# Exploration of Shots Across All Competitions  

In the code below, all **shot events** from each competition and each season present in the StatsBomb Open Data are collected. The objective is to determine:  

- the **total number of shots** in the dataset,  
- how many of them include a **freeze frame**,  
- and the proportion of shots with and without this contextual information

In [None]:
from statsbombpy import sb
import pandas as pd
from tqdm import tqdm

import warnings
warnings.filterwarnings("ignore")

# Retrieve all available competitions in StatsBomb Open Data
competitions = sb.competitions()

# Store all shots here
all_shots = []

# Iterate over each competition-season pair
for _, row in tqdm(competitions.iterrows(), total=len(competitions), desc="Processing competitions"):
    comp_id = row['competition_id']
    season_id = row['season_id']

    # Retrieve all matches for the given competition and season
    matches = sb.matches(comp_id, season_id)

    # Iterate through each match
    for match_id in tqdm(matches['match_id'], desc=f"Comp {comp_id}, Season {season_id}", leave=False):
        
        # Retrieve all events for this match
        events = sb.events(match_id=match_id)

        # Filter only "Shot" events
        shots = events[events['type'] == 'Shot']

        # If there are shots in this match, append them to our global list
        if not shots.empty:
            all_shots.append(shots)

# Concatenate all shots into a single DataFrame
shots_df = pd.concat(all_shots, ignore_index=True)

# Count statistics
total_shots = len(shots_df)
shots_with_ff = shots_df['shot_freeze_frame'].notna().sum()
shots_without_ff = total_shots - shots_with_ff

# Print summary statistics
print("----------------------------------")
print(f"Total shots         : {total_shots}")
print(f"With freeze frame   : {shots_with_ff}")
print(f"Without freeze frame: {shots_without_ff}")
print(f"Percentage with FF  : {shots_with_ff / total_shots:.2%}")


Processing competitions: 100%|██████████| 75/75 [42:10<00:00, 33.74s/it]  
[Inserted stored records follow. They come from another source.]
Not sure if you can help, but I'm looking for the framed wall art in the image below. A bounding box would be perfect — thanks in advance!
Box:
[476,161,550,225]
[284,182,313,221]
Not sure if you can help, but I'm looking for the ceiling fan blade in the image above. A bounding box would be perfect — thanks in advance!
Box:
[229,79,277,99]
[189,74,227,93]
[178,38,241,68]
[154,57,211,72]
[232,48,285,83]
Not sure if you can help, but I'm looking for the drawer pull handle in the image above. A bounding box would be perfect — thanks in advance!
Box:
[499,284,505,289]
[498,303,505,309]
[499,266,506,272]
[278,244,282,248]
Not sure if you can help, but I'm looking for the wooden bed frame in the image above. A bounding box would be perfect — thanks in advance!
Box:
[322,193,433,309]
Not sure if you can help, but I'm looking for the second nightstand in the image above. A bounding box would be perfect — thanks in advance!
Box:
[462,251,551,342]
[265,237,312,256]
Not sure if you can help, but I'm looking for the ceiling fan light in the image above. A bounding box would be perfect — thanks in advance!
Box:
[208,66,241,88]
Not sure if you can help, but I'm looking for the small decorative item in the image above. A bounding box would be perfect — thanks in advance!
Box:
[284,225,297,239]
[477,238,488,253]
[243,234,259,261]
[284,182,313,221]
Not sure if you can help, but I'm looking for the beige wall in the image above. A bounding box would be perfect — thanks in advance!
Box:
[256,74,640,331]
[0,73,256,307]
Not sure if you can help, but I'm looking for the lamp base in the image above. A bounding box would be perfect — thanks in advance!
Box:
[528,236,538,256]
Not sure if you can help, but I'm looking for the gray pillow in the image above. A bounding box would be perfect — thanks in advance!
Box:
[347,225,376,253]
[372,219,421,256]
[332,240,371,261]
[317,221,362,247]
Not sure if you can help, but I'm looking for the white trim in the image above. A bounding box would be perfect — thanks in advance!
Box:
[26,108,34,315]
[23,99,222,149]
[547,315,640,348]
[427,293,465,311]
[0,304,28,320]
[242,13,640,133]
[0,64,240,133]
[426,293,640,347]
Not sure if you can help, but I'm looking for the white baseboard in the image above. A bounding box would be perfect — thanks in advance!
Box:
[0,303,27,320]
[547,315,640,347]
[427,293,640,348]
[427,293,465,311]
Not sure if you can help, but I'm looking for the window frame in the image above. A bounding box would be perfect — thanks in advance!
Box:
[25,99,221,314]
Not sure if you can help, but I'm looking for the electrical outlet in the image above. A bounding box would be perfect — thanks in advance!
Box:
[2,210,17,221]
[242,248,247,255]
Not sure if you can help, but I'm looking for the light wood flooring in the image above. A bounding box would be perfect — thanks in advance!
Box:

----------------------------------
Total shots         : 88023
With freeze frame   : 86833
Without freeze frame: 1190
Percentage with FF  : 98.65%


#### Save the df with all the shots from all competitions and seasons

In [None]:
# Save the DataFrame to a CSV file
from pathlib import Path

# Define the source path for the saved DataFrame
src_path = Path("../task1_xg/data/shots_df.csv")
print(f"Saving {src_path.name}")

# Save the DataFrame
shots_df.to_csv(src_path, index=False)

Saving shots_df.csv


## Analysis of Shot Statsbomb xG

Below, the `shots_df.csv` file is loaded with the column `shot_statsbomb_xg` explicitly cast to type `float64`.  
This guarantees that numeric values are stored as floats, while invalid entries (e.g., empty strings or `"null"`) are automatically converted to `NaN`.   The column data type and the total number of missing values are then displayed to verify that no missing values are retrieved.

In [None]:
import pandas as pd
from pathlib import Path

import warnings
warnings.filterwarnings("ignore")

src_path = Path("../task1_xg/data/shots_df.csv")

# Force 'shot_statsbomb_xg' to float, invalid values will be converted to NaN
shots_df = pd.read_csv(src_path, dtype={"shot_statsbomb_xg": "float64"})

print("Column type:", shots_df["shot_statsbomb_xg"].dtype)
print("Total NaN values:", shots_df["shot_statsbomb_xg"].isna().sum())

Column type: float64
Total NaN values: 0